Komplikasi Serius Herpes Zoster pada Pasien Kanker
Herpes zoster pada pasien kanker dapat menyebabkan berbagai komplikasi serius. Komplikasi ini dapat membahayakan kesehatan dan bahkan mengancam jiwa pasien.
- Postherpetic neuralgia: Nyeri kronis berkepanjangan yang dapat berlangsung selama bertahun-tahun, terutama pada pasien lansia.
- Infeksi mata: Herpes zoster dapat menyebabkan kerusakan mata yang serius.
- Komplikasi neurologis: Infeksi dapat menyebar ke sistem saraf, menyebabkan komplikasi neurologis serius.
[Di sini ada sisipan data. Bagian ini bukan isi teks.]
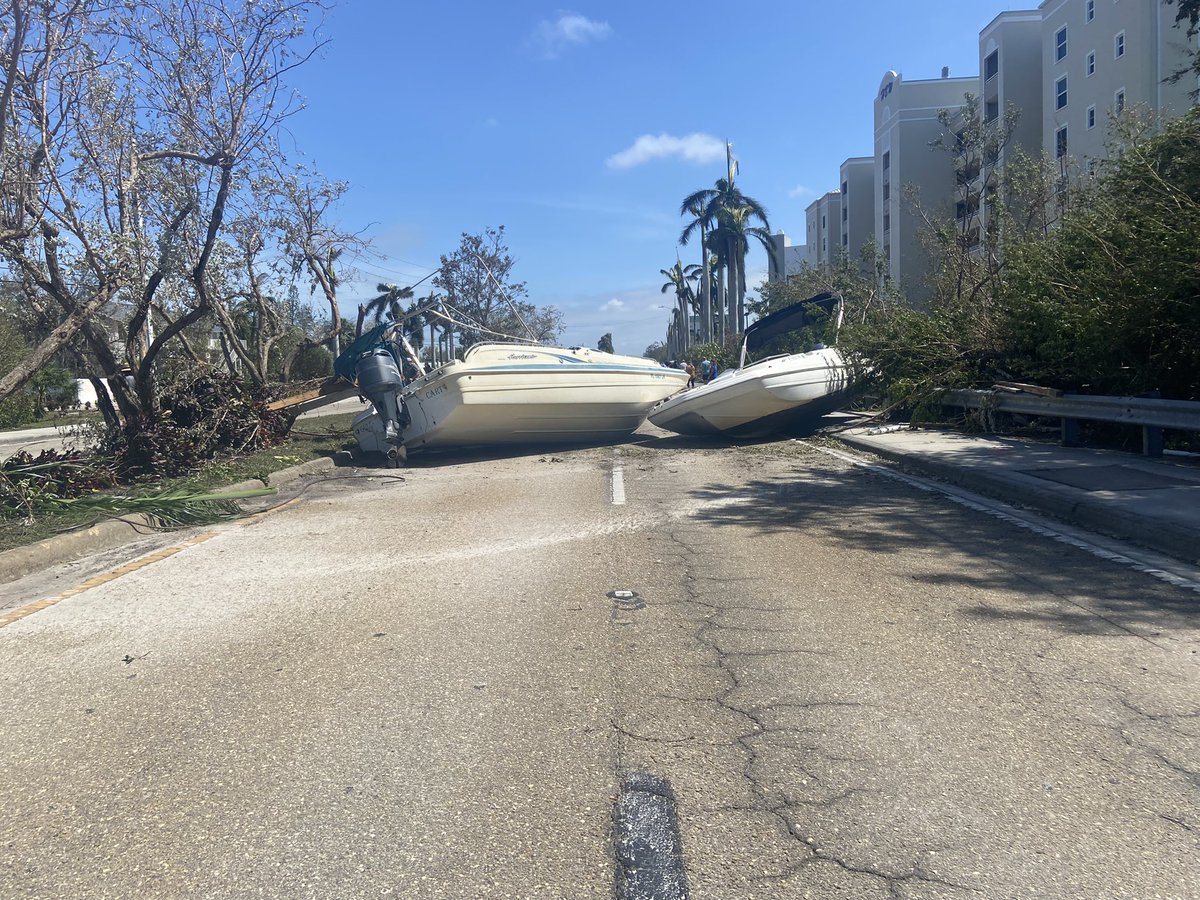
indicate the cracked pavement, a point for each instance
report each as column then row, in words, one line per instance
column 420, row 687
- Zoster diseminata: Infeksi menyebar luas ke seluruh tubuh, kondisi ini mengancam jiwa.
Selain komplikasi tersebut, herpes zoster juga dapat menunda pengobatan kanker. Dalam beberapa kasus, kemoterapi harus ditunda selama 1 hingga 4 minggu karena infeksi herpes zoster yang berat. Oleh karena itu, pencegahan melalui vaksinasi sangat penting.
Kesimpulannya, herpes zoster merupakan ancaman serius bagi pasien kanker. Vaksinasi merupakan langkah pencegahan yang sangat penting untuk mengurangi risiko dan komplikasi serius. Pemantauan kesehatan yang ketat dan konsultasi dengan dokter sangat dianjurkan bagi pasien kanker untuk meminimalisir risiko infeksi ini.